News 02.13.15

Washington Post Series Examines Destructive Path of Bite Mark Analysis

In the first part of a four-part series to be continued next week, the 

Washington Post

 writes about the use of bite mark analysis in criminal cases and how this deeply flawed practice has contributed to the wrongful convictions of people in the United States for several decades. 

 

One of the cases featured in the article is that of Innocence Project client Gerard Richardson, who in 1995 was convicted of killing a 19-year-old woman in New Jersey based on evidence bite mark evidence presented by Dr. Ira Titunik. At trial, prosecution insisted that Richardson was the perpetrator because Dr. Titunik testified that Richardson was the sole source of a bite mark found on the victim by medical examiners. Although no physical evidence linked Richardson to the crime scene, Titunik was able to convince the jury that Richardson was guilty. He was sentenced to 30 years in prison. It wasn’t until late 2013 that the state of New Jersey admitted that it had put the wrong man in jail after DNA testing of swabs taken of the bite mark excluded Gerard and pointed to another male. 
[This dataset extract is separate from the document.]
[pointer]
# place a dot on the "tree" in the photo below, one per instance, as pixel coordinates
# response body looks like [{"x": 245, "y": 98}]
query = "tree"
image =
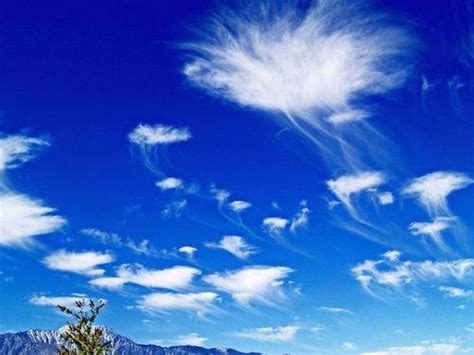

Based on cases like Gerard’s (24 of the people who have been exonerated in the United States were wrongfully convicted or arrested based on bite mark evidence) a 2009 National Academy of Sciences (NAS) report discredited bite mark analysis, saying that it had no scientific basis. The Washington Post describes how the circle of critics around bite mark analysis is expanding now, including forensic experts such as Michael Bowers, once a lead practitioner in bite mark forensics, but that those critics speak out at the risk of being persecuted. The 

Post

 writes:

Much of the NAS report’s bite mark section was based on the research of Michael Bowers, a 65-year-old dentist, college professor and deputy medical examiner in Ventura County, Calif. Bowers has seen lots of cases like Richardson’s. He has personally assisted in seven exonerations of people convicted because of bite mark evidence. For about a quarter-century, Bowers has been basically trying to eradicate bite mark matching from the courtroom.

“I’ve watched over and over as these people take the witness stand and give testimony that isn’t just false and misleading, but that has put innocent people in prison,” Bowers says. “It’s such a corruption of justice. But for a long time people just didn’t want to hear about it.”

Bowers fought his battle from within as a member of the ABFO, where he once served on committees and held leadership positions. When that didn’t work, he resigned from the organization and began criticizing it from the outside. That’s when he became a target.

Two months after Gerard Richardson was released from prison, Peter Loomis, then president of the ABFO, filed an ethics complaint with the AAFS. It was the first time the president of the ABFO had ever filed such a complaint. But Loomis’s complaint wasn’t against Ira Titunik, the man whose testimony sealed Richardson’s conviction. Nor was it against any of the bite mark analysts who have contributed to other false arrests or convictions over the years.

Instead, Loomis’s complaint was against Michael Bowers. If successful, the complaint could get Bowers expelled from the AAFS and effectively destroy his credibility as an expert witness. It would remove an important critic from the courtroom.


Despite bite mark analysis being heavily criticized by the NAS as well as scientists and legal experts, it is still used in criminal cases across the country. The Post concludes: “…[E]very time someone has challenged the science of bite mark matching in court since 2009, the court has ruled the other way. In short, the scientific community has declared that bite mark matching isn’t reliable and has no scientific foundation for its underlying premises, and that until and unless further testing indicates otherwise, it shouldn’t be used in the courtroom. And so far, the criminal justice system has said it doesn’t care.”